Лосев, наверно, и не рассчитывал, что решится кто-то выступить, но встала Анна: "Я!" — "Ты? Ну, полезай, полезай." И она пошла через зал и поднялась на сцену. Крупная, круглолицая и даже румяная 25-летняя женщина, щедрой русской природы (хлеба она получала осьмушку фунта, но у отца был хороший огород). Русые толстые косы её были до колен, но как зауряд-профессор она не могла так ходить и накручивала из них ещё вторую голову. И звонко она ответила:
— Мы выслушали вашу невежественную речь. Вы звали нас сюда, но не было объявлено, что — на погребение великой русской культуры. Мы ждали увидеть культуртрегера, а увидели погребальщика. Уж лучше бы вы просто крыли нас матом, чем то, что говорили сегодня! Должны мы так понимать, что вы говорите от имени советской власти?
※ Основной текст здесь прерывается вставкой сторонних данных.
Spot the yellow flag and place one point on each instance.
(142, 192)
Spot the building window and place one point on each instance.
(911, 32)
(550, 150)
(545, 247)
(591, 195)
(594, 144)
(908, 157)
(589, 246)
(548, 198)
— Да, — ещё гордо подтвердил уже растерявшийся Лосев.
— Так если советская власть будет иметь представителями таких бандитов как вы — она распадётся!
Анна кончила, и зал гулко зааплодировал (все вместе ещё тогда не боялись). И вечер на этом кончился. Лосев ничего не нашелся больше. К Анне подходили, в гуще толпы жали руку и шептали: "Вы погибли, вас сейчас арестуют. Но спасибо-спасибо! Мы вами гордимся, но вы — погибли! Что вы наделали?"
Дома её уже ждали чекисты. "Товарищ учительница! Как ты бедно живёшь — стол, два стула и кровать, обыскивать нечего. Мы ещё таких не арестовывали. И отец — рабочий. И как же при такой бедности ты могла стать на сторону буржуазии?" ЧК ещё не успели наладить, и привели Анну в комнаты при канцелярии Особого отдела, где уже заключён был белогвардейский полковник барон Бильдерлинг (Анна была свидетелем его допросов и конца и потом сказала жене: "Он умер честно, гордитесь!").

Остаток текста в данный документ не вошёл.